Katherine Switzer ran under the name "K. Switzer." When officials discovered that “K. Switzer” was a woman, they unsuccessfully attempted to remove her from the race.

. In fact, for all events in the 1980 Olympics, male athletes had three times the number of opportunities to win an Olympic medal that female athletes had.

. The majority apparently believes that the Unruh Act does not apply to plaintiffs’ claim because plaintiffs ask the court to order the addition of equal races for women, but not to compete against men. By this reasoning, a public library that provided restrooms for men only could not be compelled under the Unruh Act to provide separate facilities for women.
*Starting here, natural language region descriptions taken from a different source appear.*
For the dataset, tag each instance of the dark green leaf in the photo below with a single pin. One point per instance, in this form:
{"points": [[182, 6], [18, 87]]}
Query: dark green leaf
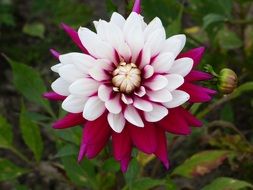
{"points": [[29, 82], [201, 163], [6, 135], [9, 170], [212, 19], [34, 29], [229, 39], [225, 183], [147, 183], [31, 134]]}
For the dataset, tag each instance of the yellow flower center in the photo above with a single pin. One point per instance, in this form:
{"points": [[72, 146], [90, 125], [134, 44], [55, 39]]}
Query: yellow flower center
{"points": [[126, 78]]}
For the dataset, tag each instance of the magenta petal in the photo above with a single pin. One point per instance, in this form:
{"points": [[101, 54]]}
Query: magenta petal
{"points": [[95, 136], [124, 163], [161, 151], [55, 53], [122, 145], [175, 123], [198, 76], [54, 96], [197, 93], [196, 54], [191, 119], [74, 36], [137, 6], [144, 138], [70, 120]]}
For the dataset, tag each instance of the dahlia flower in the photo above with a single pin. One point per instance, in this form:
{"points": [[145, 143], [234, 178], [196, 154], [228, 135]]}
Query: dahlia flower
{"points": [[129, 85]]}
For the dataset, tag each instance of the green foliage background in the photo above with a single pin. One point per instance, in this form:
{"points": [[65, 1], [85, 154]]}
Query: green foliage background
{"points": [[217, 156]]}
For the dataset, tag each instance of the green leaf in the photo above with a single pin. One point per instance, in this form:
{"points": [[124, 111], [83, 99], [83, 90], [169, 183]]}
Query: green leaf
{"points": [[225, 183], [201, 163], [248, 86], [31, 134], [212, 19], [29, 82], [147, 183], [132, 172], [6, 135], [34, 29], [81, 174], [229, 39], [9, 170], [227, 113]]}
The courts have acknowledged, however, that separate athletic teams or competitions for men and women may provide equality of opportunity. Lafler v. Athletic Bd. of Control, 536 F.Supp. 104, 106 (W.D.Mich.1982); see Clark v. Arizona Interscholastic Ass'n, 695 F.2d 1126, 1128-32 (9th Cir.1982); O'Connor v. Bd. of Educ., 645 F.2d 578, 582 (7th Cir.1981); Petrie v. Illinois High School Athletic Ass’n, 75 Ill.App.3d 980, 394 N.E.2d 855, 863, 31 Ill.Dec. 653, 660 (1979); Mularadelis v. Haldane Cent. School Bd., 74 A.D.2d 248, 255-57, 427 N.Y.S.2d 458, 463-64 (1980); see also 45 C.F.R. §§ 86.41 & 106.41(b) (1983) (separate teams for each sex satisfies Title IX of the Education Amendments of 1972, 20 U.S.C. §§ 1681-1686 (1982)). Moreover, defendants, not the women runners, created the system of separate events for men and women in the Olympics, and, therefore, should not now use that decision as a shield against legal action to end discrimination.
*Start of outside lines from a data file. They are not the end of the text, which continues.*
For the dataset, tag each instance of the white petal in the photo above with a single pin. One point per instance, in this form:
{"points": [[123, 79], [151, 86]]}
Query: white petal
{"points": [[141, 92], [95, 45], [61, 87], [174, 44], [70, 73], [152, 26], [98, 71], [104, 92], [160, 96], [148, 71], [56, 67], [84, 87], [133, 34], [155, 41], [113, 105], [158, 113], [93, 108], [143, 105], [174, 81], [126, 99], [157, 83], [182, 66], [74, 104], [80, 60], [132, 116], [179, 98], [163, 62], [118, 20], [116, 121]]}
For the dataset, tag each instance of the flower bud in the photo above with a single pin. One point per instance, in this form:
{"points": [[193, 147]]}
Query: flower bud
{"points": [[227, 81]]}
Finally, my concurring colleague’s views on separate but equal would be persuasive if we were dealing with invidious discrimination based on race, religion, or national origin. But the analysis misses the mark in a case dealing with gender-based discrimination in athletic contests. Comparing the odious doctrine of apartheid with separate athletic events for men and women distorts the concept of equality of opportunity in athletic contests and overlooks the physical differences between the sexes as well as the cases considering this issue cited above. If the concurrence’s reasoning were carried to its logical conclusion, all Olympic events in which men and women participate separately would be banned as apartheid.
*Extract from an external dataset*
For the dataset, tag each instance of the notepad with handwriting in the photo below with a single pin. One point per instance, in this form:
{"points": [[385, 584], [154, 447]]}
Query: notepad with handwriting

. For example, the majority’s analysis would allow an all-male civic club that had originally explicitly excluded women to adopt a regulation requiring any new member to be approved by a 2/3 vote of the existing members. The policy might be rationally related to maintaining camaraderie among the members but it certainly could also be used to discriminate against women. See United States v. Slidell Youth Football Ass’n, 387 F.Supp. 474 (E.D.La.1974).

. Defendants' contention that Marina Point requires a rational relationship test is incorrect; Marina Point explicitly rejects the rational relationship test. Marina Point, 30 Cal.3d at 740-41 n. 9, 640 P.2d at 127 n. 9, 180 Cal.Rptr. at 508 n. 9.